Bei beiden Veranstaltungen sang der brillante Dietrich- Bonhoeffer-Chor unter der Leitung von Pascal Lucke. Jugendliche der benachbarten Trinitatis-Gemeinde führten zudem eine lustige Playback-Sockenpuppen-Choreographie zum Film „Sister Act“ mit dem seither berühmten Nachfolgesong „I will follow him“ auf.

Weil Dr. Michael Stöhr bei seiner Predigt verschiedene Schiffs- und Bootstypen im Hinblick auf ihre Tauglichkeit für die christliche Verkündigung miteinander verglich, parodierte Organist Thomas Hess das Ganze mit dem Einspielen von Wencke Myhres Song „Er hat ein knallrotes Gummiboot“ von 1970. Im Bonhoeffer-Haus spielte er dem Tausendsassa Michael Stöhr zu Ehren Reinhard Meys Chanson „Ich bin Klempner von Beruf“.

„Unabgehoben auf Menschen zu“

Ernsthafter, aber nicht ohne Humor ging es bei den offiziellen Verabschiedungsansprachen von Mechernichs Bürgermeister Dr. Hans-Peter Schick, Landrat Markus Ramers, Kreiskrankenhaus-Geschäftsführer Martin Milde und Diakon Manfred Lang zu, dem stellvertretenden Generalsuperior des Ordo Communionis in Christo in Mechernich.

Markus Ramers setzte sich rhetorisch mit Michael Stöhr ins gemeinsame Ruderboot und bescheinigte dem scheidenden Seelsorger eine unabgehobene Art auf Menschen zuzugehen. Bürgermeister Dr. Hans-Peter Schick nannte Stöhr einen „hilfsbereiten netten Menschen“. Jeder auf seine Art seien er und der scheidende evangelische Pfarrer wie alle Politiker und Geistlichen auch „Menschenfänger“.

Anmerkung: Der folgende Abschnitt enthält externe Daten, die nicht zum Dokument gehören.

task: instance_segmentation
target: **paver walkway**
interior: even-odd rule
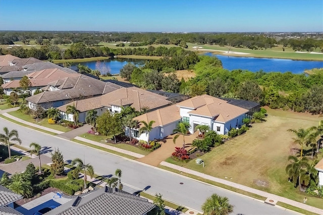
[[[68,131],[67,132],[65,132],[63,134],[58,134],[56,136],[68,140],[71,140],[77,136],[87,132],[88,131],[91,130],[91,127],[92,126],[91,125],[86,124],[80,128],[73,129],[71,131]]]
[[[175,146],[183,147],[183,135],[180,135],[176,140],[176,144],[174,144],[173,139],[175,134],[170,135],[165,139],[159,141],[162,144],[162,146],[149,153],[148,154],[141,158],[137,159],[137,160],[149,164],[149,165],[157,167],[160,162],[165,160],[169,157],[172,153],[175,151]],[[185,148],[188,150],[191,148],[192,141],[195,139],[197,136],[195,134],[190,134],[185,136],[185,143],[186,146]]]
[[[267,198],[270,198],[273,199],[277,200],[279,201],[286,203],[286,204],[288,204],[297,207],[299,207],[300,208],[302,208],[302,209],[304,209],[304,210],[308,210],[309,211],[311,211],[313,213],[316,213],[319,214],[323,214],[323,210],[321,209],[318,208],[317,207],[313,207],[312,206],[308,205],[307,204],[303,204],[301,202],[298,202],[296,201],[291,200],[287,198],[278,196],[277,195],[275,195],[271,193],[267,193],[264,191],[257,190],[256,189],[252,188],[251,187],[247,187],[246,186],[237,184],[236,183],[228,181],[224,179],[220,179],[219,178],[216,178],[213,176],[209,176],[208,175],[204,174],[204,173],[200,173],[199,172],[190,170],[189,169],[180,167],[179,166],[175,165],[167,162],[163,162],[160,163],[160,165],[164,166],[165,167],[170,167],[171,168],[179,170],[181,172],[189,173],[190,174],[194,175],[195,176],[198,176],[198,177],[204,178],[205,179],[215,181],[218,183],[221,183],[221,184],[225,184],[232,187],[240,189],[240,190],[244,190],[245,191],[247,191],[252,193],[254,193],[261,196],[265,197]]]
[[[135,157],[141,158],[143,157],[145,155],[138,154],[138,153],[133,152],[132,151],[128,151],[127,150],[123,149],[122,148],[117,148],[114,146],[111,146],[103,143],[101,143],[98,142],[93,141],[93,140],[88,140],[87,139],[83,138],[81,137],[76,137],[75,139],[81,140],[81,141],[86,142],[90,143],[93,145],[96,145],[103,148],[107,148],[108,149],[112,150],[113,151],[118,151],[119,152],[123,153],[124,154],[128,154],[129,155],[133,156]]]
[[[7,114],[7,113],[5,113],[3,114],[2,115],[4,115],[4,116],[6,117],[8,117],[8,118],[10,118],[10,119],[11,119],[12,120],[15,120],[15,121],[16,121],[17,122],[20,122],[20,123],[23,123],[24,124],[28,125],[30,126],[34,127],[35,128],[39,128],[39,129],[40,129],[44,130],[45,131],[50,131],[50,132],[55,133],[56,134],[63,134],[63,133],[64,133],[63,131],[58,131],[57,130],[52,129],[49,128],[47,128],[47,127],[44,127],[44,126],[40,126],[39,125],[36,125],[36,124],[35,124],[34,123],[30,123],[29,122],[27,122],[27,121],[26,121],[25,120],[23,120],[21,119],[19,119],[18,117],[14,117],[13,116],[11,115],[10,115],[9,114]]]

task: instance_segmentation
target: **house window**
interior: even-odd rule
[[[183,122],[184,123],[190,123],[190,118],[186,117],[183,117]]]
[[[133,136],[135,137],[139,137],[139,132],[138,131],[134,130],[133,130]]]

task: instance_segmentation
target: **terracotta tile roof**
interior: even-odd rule
[[[314,167],[316,170],[323,172],[323,158],[321,159],[320,161]]]
[[[105,94],[101,98],[101,103],[105,106],[130,105],[137,111],[140,111],[143,107],[154,109],[171,103],[166,96],[136,87],[121,88]]]
[[[0,55],[0,66],[9,66],[9,63],[15,59],[20,59],[18,57],[11,55]]]
[[[174,104],[135,117],[134,120],[147,123],[153,120],[155,122],[152,124],[152,127],[155,128],[167,125],[181,119],[180,107]]]
[[[66,108],[68,105],[75,106],[76,110],[80,112],[84,112],[93,109],[103,107],[100,103],[101,98],[99,96],[93,98],[86,98],[85,99],[78,100],[68,104],[58,107],[60,111],[63,112],[66,112]]]

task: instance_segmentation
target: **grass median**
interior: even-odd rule
[[[25,127],[26,128],[30,128],[33,130],[35,130],[36,131],[38,131],[41,132],[46,133],[46,134],[50,134],[51,135],[56,135],[57,134],[53,132],[51,132],[50,131],[46,131],[45,130],[42,130],[40,128],[36,128],[33,126],[31,126],[28,125],[24,124],[23,123],[20,123],[19,122],[16,121],[16,120],[13,120],[12,119],[9,118],[8,117],[5,117],[3,115],[0,115],[0,118],[2,118],[4,120],[6,120],[8,121],[11,122],[13,123],[14,123],[17,125],[19,125],[21,126]]]
[[[96,148],[97,149],[101,150],[102,151],[104,151],[107,152],[111,153],[112,154],[114,154],[117,155],[121,156],[122,157],[125,157],[129,159],[135,159],[137,158],[137,157],[134,157],[133,156],[129,155],[128,154],[124,154],[123,153],[121,153],[118,151],[114,151],[113,150],[108,149],[103,147],[99,146],[96,145],[93,145],[91,143],[87,143],[86,142],[83,142],[81,140],[76,140],[75,139],[73,139],[72,141],[73,142],[75,142],[76,143],[81,144],[82,145],[86,145],[87,146],[91,147],[92,148]]]

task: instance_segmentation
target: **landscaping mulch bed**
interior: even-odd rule
[[[32,201],[33,200],[36,199],[37,198],[40,197],[40,196],[45,195],[48,193],[49,193],[51,192],[53,192],[54,193],[56,193],[57,191],[58,191],[59,190],[57,188],[55,188],[54,187],[48,187],[48,188],[45,189],[44,190],[43,190],[42,191],[40,192],[40,193],[39,193],[40,194],[40,195],[39,195],[39,194],[36,194],[34,197],[31,197],[31,198],[23,198],[21,199],[19,199],[18,201],[16,201],[15,202],[15,203],[16,204],[17,204],[17,205],[19,206],[21,206],[23,204],[25,204],[27,202],[29,202],[31,201]]]

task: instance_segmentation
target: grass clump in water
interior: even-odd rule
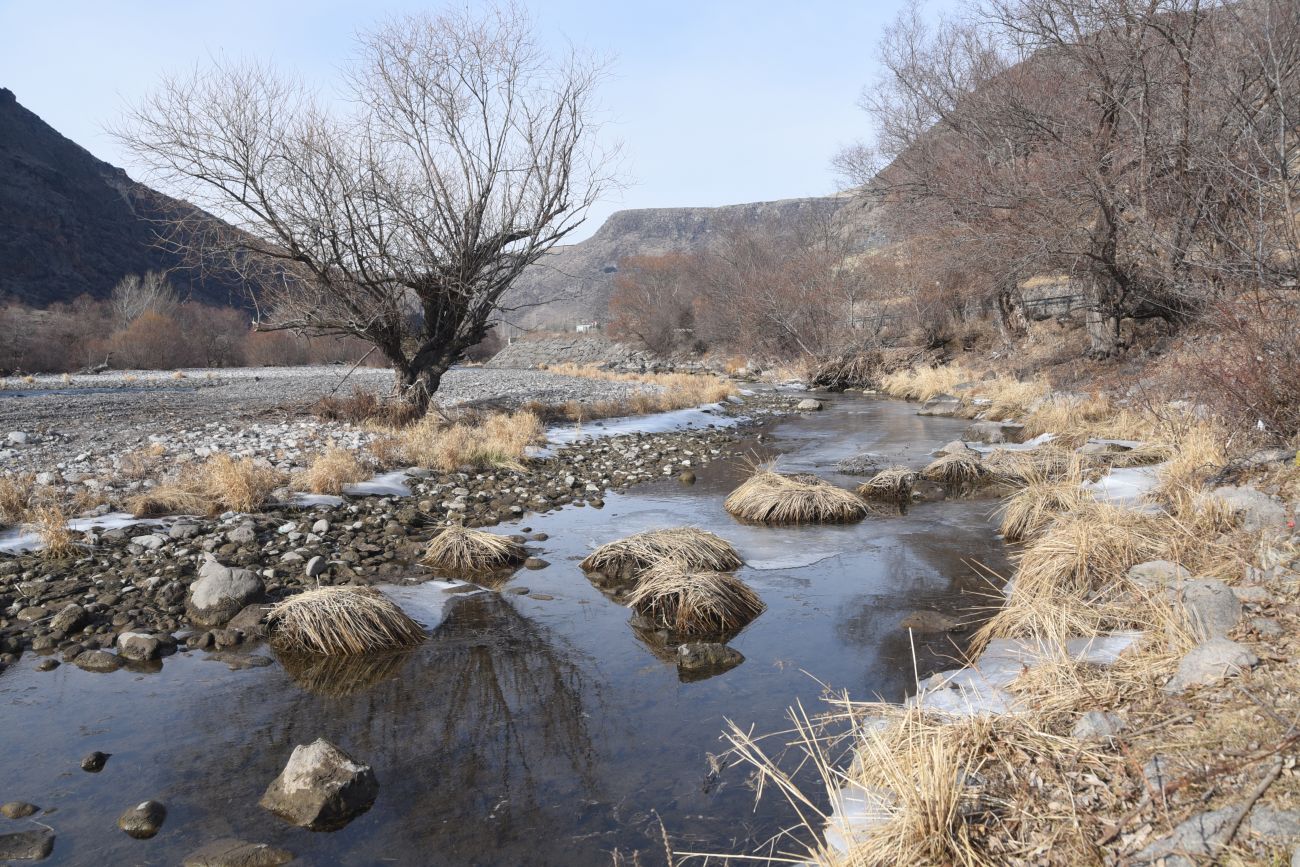
[[[725,637],[745,628],[766,606],[727,572],[694,571],[666,560],[640,575],[628,607],[677,637]]]
[[[842,487],[811,473],[786,474],[771,468],[759,468],[723,507],[760,524],[846,524],[867,515],[866,504]]]
[[[580,565],[584,572],[632,578],[663,560],[712,572],[732,572],[742,565],[731,542],[694,526],[647,530],[608,542],[592,551]]]
[[[528,551],[504,536],[448,526],[429,542],[422,563],[454,577],[473,577],[523,563]]]
[[[317,588],[266,615],[272,643],[287,653],[348,656],[413,647],[424,629],[372,588]]]

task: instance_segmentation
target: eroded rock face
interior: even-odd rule
[[[380,793],[369,766],[324,738],[294,747],[263,807],[308,831],[337,831],[365,812]]]
[[[198,627],[224,627],[244,606],[261,599],[263,591],[256,572],[234,569],[209,556],[199,569],[199,580],[190,586],[186,611]]]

Dr. Schick hob vor allem Michael Stöhrs soziales und bürgerschaftliches Engagement für die Mechernicher „Tafel“, die gemeinnützige Mechernich-Stiftung und den Kreiskrankenhaus-Förderverein hervor. Der Stadtverwaltungschef freute sich, dass der in Mechernich-Nord lebende Theologe auch zukünftig weiter in der Stadt und im Umland aktiv sein werde. Wenn Dr. Stöhr nicht Priester geworden wäre, dann wäre Stadtplaner ein geeignetes Betätigungsfeld für den heute 64-Jährigen geworden.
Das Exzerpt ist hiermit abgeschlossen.